【中学生区分】 ◆優秀賞 竹村 颯太(たけむら そうた)
僕の挑戦竹村 颯太(鳥取県立鳥取聾学校中学部1年 鳥取県)
去年、家族で東京旅行をした時のことだ。東京駅のホームで周りの人たちが僕の頭をじろじろ見てくる。僕は、「また、始まった。」と思った。
せっかく、ドラえもんを作った「藤子・F・不二雄ミュージアム」や「ディズニーランド」、「スカイツリー」など、めったに行けない所に行って、さっきまで本当に楽しい気持ちだったのに、東京駅に着くなり僕の楽しい気持ちは、吹っ飛んだ。

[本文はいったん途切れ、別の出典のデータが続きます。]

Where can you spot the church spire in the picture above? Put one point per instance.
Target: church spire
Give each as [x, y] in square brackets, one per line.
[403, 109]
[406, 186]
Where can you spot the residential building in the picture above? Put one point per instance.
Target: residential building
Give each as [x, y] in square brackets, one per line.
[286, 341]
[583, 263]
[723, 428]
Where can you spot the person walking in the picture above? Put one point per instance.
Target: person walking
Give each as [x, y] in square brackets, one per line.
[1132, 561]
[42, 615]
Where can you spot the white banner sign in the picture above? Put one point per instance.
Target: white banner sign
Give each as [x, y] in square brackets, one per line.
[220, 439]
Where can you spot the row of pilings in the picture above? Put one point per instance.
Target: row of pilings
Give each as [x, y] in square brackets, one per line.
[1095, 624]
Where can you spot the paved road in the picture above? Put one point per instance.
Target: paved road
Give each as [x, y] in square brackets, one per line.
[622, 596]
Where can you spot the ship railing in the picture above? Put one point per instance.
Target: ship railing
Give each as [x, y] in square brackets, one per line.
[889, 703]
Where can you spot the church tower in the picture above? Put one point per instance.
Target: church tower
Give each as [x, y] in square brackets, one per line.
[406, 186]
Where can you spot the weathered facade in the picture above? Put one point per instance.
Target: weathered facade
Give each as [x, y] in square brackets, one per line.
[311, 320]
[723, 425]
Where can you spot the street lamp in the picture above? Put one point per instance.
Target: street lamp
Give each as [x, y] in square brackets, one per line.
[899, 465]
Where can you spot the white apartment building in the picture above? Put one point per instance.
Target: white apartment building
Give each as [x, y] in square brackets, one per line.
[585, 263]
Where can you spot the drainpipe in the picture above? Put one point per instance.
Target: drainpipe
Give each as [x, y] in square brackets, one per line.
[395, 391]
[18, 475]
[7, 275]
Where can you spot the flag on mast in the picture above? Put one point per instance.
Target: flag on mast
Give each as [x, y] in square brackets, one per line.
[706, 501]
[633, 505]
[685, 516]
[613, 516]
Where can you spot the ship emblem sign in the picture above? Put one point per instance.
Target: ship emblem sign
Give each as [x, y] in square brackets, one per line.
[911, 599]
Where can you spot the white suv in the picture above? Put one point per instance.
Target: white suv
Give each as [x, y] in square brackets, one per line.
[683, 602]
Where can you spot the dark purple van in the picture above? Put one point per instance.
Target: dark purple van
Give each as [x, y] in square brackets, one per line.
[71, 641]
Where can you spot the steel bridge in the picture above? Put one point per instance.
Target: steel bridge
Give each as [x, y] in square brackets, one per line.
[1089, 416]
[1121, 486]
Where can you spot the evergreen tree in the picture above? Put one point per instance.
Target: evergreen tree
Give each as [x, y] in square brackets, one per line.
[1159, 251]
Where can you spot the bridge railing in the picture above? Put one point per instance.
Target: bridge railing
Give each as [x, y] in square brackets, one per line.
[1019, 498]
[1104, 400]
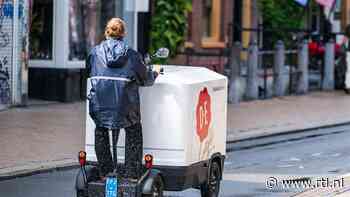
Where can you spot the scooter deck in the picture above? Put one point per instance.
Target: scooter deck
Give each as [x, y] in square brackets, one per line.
[126, 188]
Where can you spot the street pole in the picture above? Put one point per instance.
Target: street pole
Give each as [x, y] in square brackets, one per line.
[279, 86]
[328, 79]
[303, 62]
[252, 91]
[234, 87]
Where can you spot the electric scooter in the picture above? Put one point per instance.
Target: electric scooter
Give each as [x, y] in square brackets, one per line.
[184, 138]
[88, 181]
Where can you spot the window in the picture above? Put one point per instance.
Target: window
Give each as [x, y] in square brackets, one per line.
[41, 31]
[211, 14]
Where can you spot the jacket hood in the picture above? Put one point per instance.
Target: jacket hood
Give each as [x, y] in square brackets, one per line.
[116, 52]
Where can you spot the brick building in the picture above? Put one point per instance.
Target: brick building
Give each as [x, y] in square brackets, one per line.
[213, 26]
[13, 52]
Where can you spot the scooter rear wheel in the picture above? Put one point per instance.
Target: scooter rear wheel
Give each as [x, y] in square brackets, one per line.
[157, 188]
[212, 188]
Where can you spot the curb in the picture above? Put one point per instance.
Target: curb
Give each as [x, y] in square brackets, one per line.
[280, 137]
[69, 164]
[38, 169]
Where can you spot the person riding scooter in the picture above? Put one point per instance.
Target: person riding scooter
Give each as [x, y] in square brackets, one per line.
[116, 72]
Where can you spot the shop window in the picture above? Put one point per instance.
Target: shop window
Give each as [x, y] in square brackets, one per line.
[211, 20]
[41, 30]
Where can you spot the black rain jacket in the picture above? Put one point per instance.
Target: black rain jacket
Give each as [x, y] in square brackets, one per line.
[116, 72]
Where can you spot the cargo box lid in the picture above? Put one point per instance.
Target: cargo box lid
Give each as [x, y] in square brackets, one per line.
[187, 75]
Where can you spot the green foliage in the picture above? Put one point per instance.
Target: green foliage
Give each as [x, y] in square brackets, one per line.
[281, 14]
[169, 24]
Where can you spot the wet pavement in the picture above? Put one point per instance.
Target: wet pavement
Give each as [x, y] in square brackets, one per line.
[246, 170]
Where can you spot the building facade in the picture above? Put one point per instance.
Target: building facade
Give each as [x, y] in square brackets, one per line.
[13, 52]
[62, 33]
[44, 43]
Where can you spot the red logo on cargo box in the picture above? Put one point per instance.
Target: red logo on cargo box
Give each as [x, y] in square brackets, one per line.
[203, 114]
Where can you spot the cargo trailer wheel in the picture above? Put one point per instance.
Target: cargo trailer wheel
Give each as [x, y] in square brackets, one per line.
[157, 188]
[212, 187]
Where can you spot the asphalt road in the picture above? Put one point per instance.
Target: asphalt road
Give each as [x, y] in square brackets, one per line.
[320, 154]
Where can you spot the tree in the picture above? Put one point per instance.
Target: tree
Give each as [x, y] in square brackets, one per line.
[279, 17]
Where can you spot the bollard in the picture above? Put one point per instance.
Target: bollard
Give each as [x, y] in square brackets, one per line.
[279, 86]
[303, 72]
[328, 69]
[234, 85]
[252, 91]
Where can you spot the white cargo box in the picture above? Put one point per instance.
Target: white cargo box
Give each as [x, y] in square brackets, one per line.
[183, 117]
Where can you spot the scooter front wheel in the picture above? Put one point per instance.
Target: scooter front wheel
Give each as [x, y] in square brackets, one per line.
[157, 188]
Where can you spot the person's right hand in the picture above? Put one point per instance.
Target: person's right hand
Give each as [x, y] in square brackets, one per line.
[156, 68]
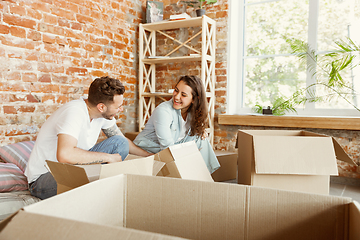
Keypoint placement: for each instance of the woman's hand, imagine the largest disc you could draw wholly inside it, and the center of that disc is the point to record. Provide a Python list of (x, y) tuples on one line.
[(204, 135)]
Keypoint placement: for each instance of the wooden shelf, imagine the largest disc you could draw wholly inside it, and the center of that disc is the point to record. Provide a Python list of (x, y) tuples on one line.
[(351, 123), (167, 25)]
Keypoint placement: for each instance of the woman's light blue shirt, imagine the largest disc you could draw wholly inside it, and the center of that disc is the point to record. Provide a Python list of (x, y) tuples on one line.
[(163, 129)]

僕にとって、こんな経験は一度や二度のことではない。以前にも鳥取のスーパーで幼い子に、「この人、変なのをつけてる。」と言われたことがあった。その時も、それまでの楽しい気持ちが吹っ飛び、悲しく辛い思いをしたことを覚えている。
僕は、生まれた時から難聴で、五歳の時に人工内耳の装用手術をした。初めて見る人にとっては、頭に機器が埋め込まれているのは珍しいことなのだと思う。
しかし、僕が相手の立場だったら、そんなにじろじろ見たりしないだろう。僕は、なんて、思いやりのない人たちだと思ってきた。
今年四月、僕は鳥取聾学校中学部に入学した。去年までは地元の小学校で学んでいた。
鳥取聾学校への進学については、少し悩んだが、母が「最後は、あなたが決めたらいい。」と言ってくれたので、僕は自分の考えで鳥取聾学校中学部に決めた。
入学してみると、鳥取聾学校中学部一年の生徒は、僕を含めて四人で、僕はこの仲間と一緒に勉強することになった。四人のうち三人は小学校からの入学である。
僕は、人工内耳を装用している先輩や同級生に僕の悩みを話してみた。すると、先輩や同級生の返事は意外なものだった。ある先輩は、「じろじろ見られても僕は平気。人工内耳も含めて、僕の耳だから恥ずかしくない。」と言われた。
また、ある同級生は、「人工内耳がどのようなものか説明する。」と言った。僕は、「二人とも強いな。そして、すごいな。」と心から思った。
僕は、二人の意見を聞きながら、もし自分が健聴者であれば、初めて人工内耳を装用している人に出会ったら、どうするだろうか考えてみた。
きっと、珍しくて人工内耳を装用している人を見つめてしまうのではないかと思った。その気持ちは、決して相手をいじめるとかそんなものではなく、本当に興味関心で見つめてしまうのではないかと気づいた。
僕の同級生は、相手に応じて三つの説明の仕方をあらかじめ準備しているという。これもすごいことだと思った。
今までの僕は、周りから見られることばかりを気にして、悲観する気持ちが強かった。この学校に入学して、先輩や同級生の考えを聞いて、僕の気持ちも少し変わり、チャレンジしてみようという気持ちが涌いてきた。
世の中には、いろいろな障がいのある人がいる。僕と同じように障がいのこと、使っている機器のこと、周りの人々との関わりなどで、いろいろ悩んでいる人がおられると思う。
これから、僕は少しでも聴覚障がいのこと、聴覚障がいのある人のことを周りの人に分かってもらえるよう、できることからやってみたい。きっと、この取り組みをすることが自分に自信を与えてくれると思うから。